Files
stack/docs/plans/2026-05-07-coordination-resilience.md

235 lines
7.9 KiB
Markdown

# Mosaic Stack ↔ Hermes Coordination Resilience
> Purpose: document the self-healing coordination patterns that emerged while implementing the Hermes mission toolset, distress-card protocol, and auto-heal watchers, so the same mechanics can be reimplemented in Mosaic Stack or any similar agent platform.
## Summary
The coordination layer should be treated as a system of mechanical recovery loops rather than a single interactive agent session.
## SIBKISS operational summary
- mission on
- heartbeat always
- resume from packet
- block with `[BLOCKED]`
- reassign
- keep tasks tiny
- auto-heal dead workers
The design has four parts:
1. Atomic task decomposition — workers operate only within a small, explicit scope.
2. Distress signaling — workers create a standardized `[BLOCKED]` card when they encounter a blocker outside their scope.
3. Mechanical fallback — if the worker cannot phone home because of rate limits or dead context, a cron-style watcher synthesizes the distress card for them.
4. Auto-heal / reassignment — stale workers are reaped, crash-loops are reset, and rate-limited work is reassigned to a different profile/provider.
## Why this exists
Observed failure modes:
- Scope creep: a worker completes the target fix, then spends the rest of its budget chasing downstream cascade work.
- Silent failure / dead worker: the worker PID is gone, but the task remains running or blocked.
- Rate-limited worker: the worker is too constrained to create a help card itself, so it spins or fails without a clean handoff.
The answer is not to raise iteration caps or ask the worker to keep trying longer.

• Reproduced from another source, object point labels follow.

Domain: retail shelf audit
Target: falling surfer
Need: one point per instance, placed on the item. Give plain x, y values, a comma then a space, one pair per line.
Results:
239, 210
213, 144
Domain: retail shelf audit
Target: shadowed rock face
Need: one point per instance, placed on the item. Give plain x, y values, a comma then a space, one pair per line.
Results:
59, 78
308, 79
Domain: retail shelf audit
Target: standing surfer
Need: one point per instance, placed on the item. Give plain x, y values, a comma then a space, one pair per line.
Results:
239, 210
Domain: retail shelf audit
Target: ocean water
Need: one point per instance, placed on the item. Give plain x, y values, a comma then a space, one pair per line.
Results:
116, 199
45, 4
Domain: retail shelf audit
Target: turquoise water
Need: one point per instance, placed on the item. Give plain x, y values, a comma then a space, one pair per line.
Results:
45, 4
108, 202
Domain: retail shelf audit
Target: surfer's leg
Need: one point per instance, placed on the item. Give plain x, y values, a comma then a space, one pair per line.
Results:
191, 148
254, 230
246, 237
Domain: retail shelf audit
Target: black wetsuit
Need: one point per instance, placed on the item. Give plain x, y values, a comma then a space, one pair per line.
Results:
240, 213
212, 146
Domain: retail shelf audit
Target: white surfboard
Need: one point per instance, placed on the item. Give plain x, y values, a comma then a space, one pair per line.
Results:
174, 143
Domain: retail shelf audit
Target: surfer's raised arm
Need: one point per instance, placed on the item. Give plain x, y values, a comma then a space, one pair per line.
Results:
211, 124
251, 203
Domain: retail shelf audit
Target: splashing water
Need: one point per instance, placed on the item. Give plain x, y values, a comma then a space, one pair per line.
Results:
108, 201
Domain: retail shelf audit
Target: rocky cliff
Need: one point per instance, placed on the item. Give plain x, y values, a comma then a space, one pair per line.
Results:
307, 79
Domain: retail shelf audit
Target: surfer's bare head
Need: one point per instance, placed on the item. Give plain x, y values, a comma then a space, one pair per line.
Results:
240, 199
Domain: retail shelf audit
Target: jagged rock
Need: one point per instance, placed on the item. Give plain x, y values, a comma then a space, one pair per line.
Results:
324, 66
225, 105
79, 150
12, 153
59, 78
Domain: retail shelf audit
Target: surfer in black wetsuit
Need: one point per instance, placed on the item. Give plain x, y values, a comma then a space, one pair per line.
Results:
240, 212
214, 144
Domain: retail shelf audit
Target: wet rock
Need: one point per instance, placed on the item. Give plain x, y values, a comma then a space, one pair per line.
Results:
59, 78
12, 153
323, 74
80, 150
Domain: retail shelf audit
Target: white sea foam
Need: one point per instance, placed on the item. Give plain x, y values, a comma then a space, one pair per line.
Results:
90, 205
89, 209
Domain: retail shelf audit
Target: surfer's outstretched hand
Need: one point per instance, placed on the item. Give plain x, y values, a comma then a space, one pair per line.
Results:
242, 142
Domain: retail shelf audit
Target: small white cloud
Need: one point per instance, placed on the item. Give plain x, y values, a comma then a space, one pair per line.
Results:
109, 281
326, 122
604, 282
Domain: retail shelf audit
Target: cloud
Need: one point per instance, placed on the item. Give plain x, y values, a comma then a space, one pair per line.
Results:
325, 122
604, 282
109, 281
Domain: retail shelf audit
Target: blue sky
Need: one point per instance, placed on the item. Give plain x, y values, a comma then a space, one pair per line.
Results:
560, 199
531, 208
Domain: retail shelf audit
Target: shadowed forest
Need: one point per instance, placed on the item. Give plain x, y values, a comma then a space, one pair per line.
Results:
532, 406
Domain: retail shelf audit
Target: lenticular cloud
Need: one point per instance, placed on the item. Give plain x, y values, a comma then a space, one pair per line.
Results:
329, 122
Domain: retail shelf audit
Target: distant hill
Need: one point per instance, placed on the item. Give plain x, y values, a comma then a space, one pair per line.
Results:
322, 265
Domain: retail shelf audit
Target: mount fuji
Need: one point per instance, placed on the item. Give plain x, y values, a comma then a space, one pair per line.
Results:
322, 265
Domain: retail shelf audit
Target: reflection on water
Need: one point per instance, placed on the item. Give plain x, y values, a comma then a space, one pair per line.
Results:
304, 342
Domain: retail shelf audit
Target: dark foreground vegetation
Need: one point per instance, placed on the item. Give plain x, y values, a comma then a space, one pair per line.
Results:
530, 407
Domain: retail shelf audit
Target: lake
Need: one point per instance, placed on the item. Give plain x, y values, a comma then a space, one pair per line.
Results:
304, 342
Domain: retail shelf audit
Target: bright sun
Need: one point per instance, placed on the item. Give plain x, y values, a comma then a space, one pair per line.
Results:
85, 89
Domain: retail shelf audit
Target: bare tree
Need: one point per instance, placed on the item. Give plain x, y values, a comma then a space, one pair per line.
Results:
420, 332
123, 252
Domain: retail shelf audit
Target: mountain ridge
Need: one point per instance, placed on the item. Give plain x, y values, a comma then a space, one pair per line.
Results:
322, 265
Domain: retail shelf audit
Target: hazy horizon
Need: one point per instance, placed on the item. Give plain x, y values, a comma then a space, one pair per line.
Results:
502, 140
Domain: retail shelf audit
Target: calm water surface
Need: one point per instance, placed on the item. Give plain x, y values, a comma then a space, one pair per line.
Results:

The answer is to make the coordination layer self-healing and the work items atomic.
## Core workflow
### 1) Atomic task boundaries
Every task should have:
- one concern
- explicit files/packages in scope
- explicit files/packages out of scope
- a maximum file count if possible
- a stated expected iteration budget
When a worker discovers work outside scope, it must stop fixing it and hand off.
### 2) Worker-authored distress card
If the worker can still report status, it creates a card like:
- Title: `[BLOCKED] t_<source_id> <blocker_type>`
- Assignee: `tuesday` / orchestrator role
- Status: `ready`
- Body: standardized distress template with source task, blocker type, completed work, cannot-touch scope, and needed action
The orchestrator receives the card, acts on it, and closes the loop.
## Routing rules
### Distress card routing
- Title: `[BLOCKED] t_<source_id> <blocker_type>`
- Assignee: `tuesday` / orchestrator role
- Status: `ready`
- Body: standardized distress template with source task, blocker type, completed work, cannot-touch scope, and needed action
- Source task stays linked to the distress card so the recovery trail is auditable
The orchestrator receives the card, acts on it, and closes the loop.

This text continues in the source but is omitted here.